Small Chair 1978-79

 

After recuperating with her family in Regina, Amelia returned to Toronto. She performed in Ann Ditchburn's Nelligan. She developed her teaching at NBS, Toronto Dance Theatre and Coccolario Umbrella (a gallery and studio space Ditchburn established). Betty Oliphant supported her successful application to the Canada Council for a three month study intensive in Alexander Technique with M. Cohen-Nehemia. In 1978, she was accepted into a three year Alexander Technique training program in London, England, and again applied for Canada Council support, this time without success.

courtesy David Wood

Kerry Flamon: “At the Canada Council audition, she taught a sample class. One student had terrible problems doing “turns around the back” on the floor. Amelia had solved this before by employing M. Cohen-Nehemia's suggestion that such dancers could be seated on thick telephone directories. In lieu of a phone book, Itcush spontaneously tried a small stool. She said that “after ten minutes on the stool, (the student) was able to unlock and get a sense of spine which he had never had on the floor. It opened up his body."

When York University Dance Department Chair Yves Cousineau offered Amelia a position teaching Graham technique (1979), she signed a one-year contract with the proviso that she could have chairs made and teach her own work. 

Small chair exercises are adaptations of Graham exercises, based on the Mitzvah principle and the balancing forces central to the Itcush Method.  Martha Graham was at ease seated in second position, sit bones resting on the floor, hip flexors relaxed, with spine straight and legs resting at ease, in 'neutral' and could access her full range of motion from that position. However many bodies can't achieve this ‘neutral’ pelvis on the floor. The position is a place of tension, not balance for most.

New Dance Horizons summer intensive, Regina, SK, 2010; courtesy Kana Nemoto

David Wood: “I still have one of the low wooden "Alexander stools" she designed and ordered built when she was teaching technique at York U. I believe she had 30 made by the carpenters in the Theatre Department and the cost was charged to the Dance Department. They are wonderfully designed with a slight forward angle to the seat. Amelia would modify Graham exercises to be executed on these stools. The height of the stool facilitated torso movement, spiral movements in particular. I still use the stool/chair for my personal "Amelia style" alignment exercises. They work well. Needless to say, the York Dance faculty at the time were... perplexed. She spent only one year teaching at York University. I remember her mother was furious. Amelia's only shot at a decent job (tenure!!) up in smoke!!!”

Ashley Johnson: “When having the stools made, she knew why she'd use them - just not how. Entering a York dance studio to find 30 students expectantly perched on stools, she burst out laughing. She knew what she wanted to do, she just didn't have a technique yet!

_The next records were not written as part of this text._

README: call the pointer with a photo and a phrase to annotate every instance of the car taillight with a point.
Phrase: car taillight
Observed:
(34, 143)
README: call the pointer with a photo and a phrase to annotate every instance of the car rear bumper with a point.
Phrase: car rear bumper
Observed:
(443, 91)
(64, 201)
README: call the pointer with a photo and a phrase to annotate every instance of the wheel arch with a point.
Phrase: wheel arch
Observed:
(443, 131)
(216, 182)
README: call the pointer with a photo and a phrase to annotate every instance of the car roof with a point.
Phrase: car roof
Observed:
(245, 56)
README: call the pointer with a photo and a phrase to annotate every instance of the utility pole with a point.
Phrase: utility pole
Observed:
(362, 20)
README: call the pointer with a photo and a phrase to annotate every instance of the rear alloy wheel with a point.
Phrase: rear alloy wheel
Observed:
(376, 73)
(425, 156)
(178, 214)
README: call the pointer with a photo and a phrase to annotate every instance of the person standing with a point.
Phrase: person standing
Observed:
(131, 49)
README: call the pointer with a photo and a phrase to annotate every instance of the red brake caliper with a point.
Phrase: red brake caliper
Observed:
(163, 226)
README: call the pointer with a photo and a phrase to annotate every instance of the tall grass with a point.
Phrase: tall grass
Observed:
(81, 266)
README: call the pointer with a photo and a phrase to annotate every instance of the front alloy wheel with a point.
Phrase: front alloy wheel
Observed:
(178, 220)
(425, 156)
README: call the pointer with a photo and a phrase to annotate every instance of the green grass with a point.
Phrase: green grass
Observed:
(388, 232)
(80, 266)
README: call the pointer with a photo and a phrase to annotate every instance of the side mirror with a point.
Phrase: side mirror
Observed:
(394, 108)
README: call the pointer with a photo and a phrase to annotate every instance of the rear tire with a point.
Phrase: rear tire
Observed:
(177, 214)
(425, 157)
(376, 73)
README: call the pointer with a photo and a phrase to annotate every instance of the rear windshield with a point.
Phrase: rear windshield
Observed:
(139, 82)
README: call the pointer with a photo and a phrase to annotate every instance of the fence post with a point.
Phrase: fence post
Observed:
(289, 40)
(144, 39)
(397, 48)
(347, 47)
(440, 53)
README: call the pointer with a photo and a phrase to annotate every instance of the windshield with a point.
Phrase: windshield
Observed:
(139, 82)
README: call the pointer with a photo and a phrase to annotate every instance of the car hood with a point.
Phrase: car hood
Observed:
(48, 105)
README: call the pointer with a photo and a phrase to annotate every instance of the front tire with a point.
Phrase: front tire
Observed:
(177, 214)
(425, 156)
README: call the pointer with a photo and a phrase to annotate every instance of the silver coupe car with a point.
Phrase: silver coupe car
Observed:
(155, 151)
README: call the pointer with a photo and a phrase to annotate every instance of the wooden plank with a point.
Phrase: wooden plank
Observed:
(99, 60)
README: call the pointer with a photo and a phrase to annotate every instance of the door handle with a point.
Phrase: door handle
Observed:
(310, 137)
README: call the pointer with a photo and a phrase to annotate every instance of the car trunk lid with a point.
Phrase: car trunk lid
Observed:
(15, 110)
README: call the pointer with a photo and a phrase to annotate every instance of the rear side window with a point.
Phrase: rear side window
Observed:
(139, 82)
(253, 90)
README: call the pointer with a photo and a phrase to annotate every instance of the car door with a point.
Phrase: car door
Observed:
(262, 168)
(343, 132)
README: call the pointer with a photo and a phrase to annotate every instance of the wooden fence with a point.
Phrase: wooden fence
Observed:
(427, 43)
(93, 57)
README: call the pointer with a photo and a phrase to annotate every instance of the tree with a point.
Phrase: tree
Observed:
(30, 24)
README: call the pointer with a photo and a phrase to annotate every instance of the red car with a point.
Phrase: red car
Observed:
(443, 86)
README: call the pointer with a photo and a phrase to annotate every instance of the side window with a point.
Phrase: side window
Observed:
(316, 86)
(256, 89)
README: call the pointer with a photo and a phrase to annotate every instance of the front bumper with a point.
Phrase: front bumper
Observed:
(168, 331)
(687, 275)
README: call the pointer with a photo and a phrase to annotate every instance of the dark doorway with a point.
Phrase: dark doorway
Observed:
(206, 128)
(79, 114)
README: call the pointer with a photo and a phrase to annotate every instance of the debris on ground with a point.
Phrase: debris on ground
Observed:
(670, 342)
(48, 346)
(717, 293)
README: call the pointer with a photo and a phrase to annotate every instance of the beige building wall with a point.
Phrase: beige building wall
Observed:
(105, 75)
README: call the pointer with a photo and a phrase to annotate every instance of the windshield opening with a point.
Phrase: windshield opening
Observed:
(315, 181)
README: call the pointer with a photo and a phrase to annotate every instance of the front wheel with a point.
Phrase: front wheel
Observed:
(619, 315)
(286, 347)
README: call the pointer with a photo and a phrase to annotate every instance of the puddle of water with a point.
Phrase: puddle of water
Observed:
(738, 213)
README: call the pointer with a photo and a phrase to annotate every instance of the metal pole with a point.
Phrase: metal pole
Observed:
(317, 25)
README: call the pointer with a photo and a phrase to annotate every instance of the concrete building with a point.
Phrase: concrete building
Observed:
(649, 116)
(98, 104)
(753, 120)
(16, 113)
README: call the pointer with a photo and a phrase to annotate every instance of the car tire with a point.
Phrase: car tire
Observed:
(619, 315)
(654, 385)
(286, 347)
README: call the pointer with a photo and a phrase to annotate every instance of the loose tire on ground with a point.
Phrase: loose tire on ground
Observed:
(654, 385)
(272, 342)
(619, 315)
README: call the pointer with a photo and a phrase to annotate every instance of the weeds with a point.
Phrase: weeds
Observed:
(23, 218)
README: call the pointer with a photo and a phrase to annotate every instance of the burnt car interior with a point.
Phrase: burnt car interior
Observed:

Maintaining an openneutral’ pelvis aids us in releasing tension – keeps it from building in the first place!  A core belief of the Itcush work is that we start from where we're at. Each body's place of openness is different. Our own body's ‘neutral’ moves us forward more effectively into space (and faster) than starting from a place of tension. The small chair offers a more forgiving relationship between my spine and pelvis and the floor. I can flex, extend, twist, rotate and move off my centerline with full range of motion. I can return to center (where my body is ‘neutral’) and rest, releasing tension.”

Jennifer Mascall:In body work we talk about habit, and how, in order to repattern, the learner requires guidance – the hands and instruction of an outside eye. The habit can't be seen and corrected by the student on her own. The habit can be likened to the ‘blind spot’ we have when driving a car. Amelia was interested in ways of releasing the student's practice from total dependence on one-on-one work.

Between 2003-2009 Amelia guest taught five times at an intensive summer school MascallDance holds annually called Way Out West in Vancouver. The first year she wrote and asked us to supply chairs. The supermarket near us gave us Sealtest containers, which weren’t perfect but worked well enough. She asked for paper. We were doing a show called Homewerk that used huge cardboard flats 8 feet by 6, so we brought them out, and she drew anatomical drawings all over them. In subsequent tours, the dancers would perform using sets with her drawings all over them.”